The first short story in Catriona Wright’s Difficult People doesn’t ease one in gently. We meet the first character, a failed academic, as she struggles with her new job working as a content moderator for a social media website. The vile images she sees and deletes on a daily basis disrupt her life and psyche, so she struggles with an unpleasant dilemma: should she recruit an old friend to do this merciless job in exchange for a reward?
This short story collection deals with an array of different personalities. Some of these characters are indeed difficult people, but most are ordinary people faced with difficult choices and situations. While these characters face very real and sometimes relatable struggles, their coping mechanisms are anything but normal. Whether a struggling stand-up comedian with fertility problems making jokes about abortion, or a teenager dabbling in witchcraft to deal with being abandoned by her father, Wright’s eccentric and downright weird characters all have compelling aspects. Despite their many (many) flaws, it’s easy to get attached as they pursue their goals and try to overcome different struggles ranging from addiction to depression and trauma. It was easy to judge some characters too quickly before their motives and pasts unraveled and their behaviour was justified. In other cases, judgement was well deserved, and the characters didn’t deserve any redemption.

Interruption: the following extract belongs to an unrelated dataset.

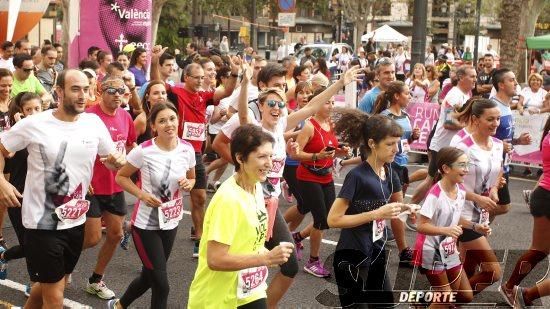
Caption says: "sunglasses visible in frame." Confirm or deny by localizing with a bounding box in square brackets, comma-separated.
[104, 87, 126, 95]
[265, 100, 286, 108]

As with any short story collection, some of the stories are hits and some are misses, but the majority are captivating. The world that the characters inhabit seems much like our own but sometimes features a dystopic twist, taking the reader by surprise. In the story “The Copy Editors” a pair of unemployed, copy editors face off against a group of poets called Cerebral Experimentalists who have surgically “removed or damaged parts of their brains with the aim ‘2 disinterrupt the ruts of language and find nu wayz of no-ing ’” (100). The Cerebral Experimentalists are an affront to the titular twins who strive for perfection when it comes to writing. In the few stories where the plot is sometimes lacking, the characters are able to keep the reader’s interest nonetheless.
Difficult People is for all those who believe that any story can be saved with well-written characters and for those interested in discovering a multitude of personalities in a few short chapters. Catriona Wright promised difficult people, and she did not disappoint.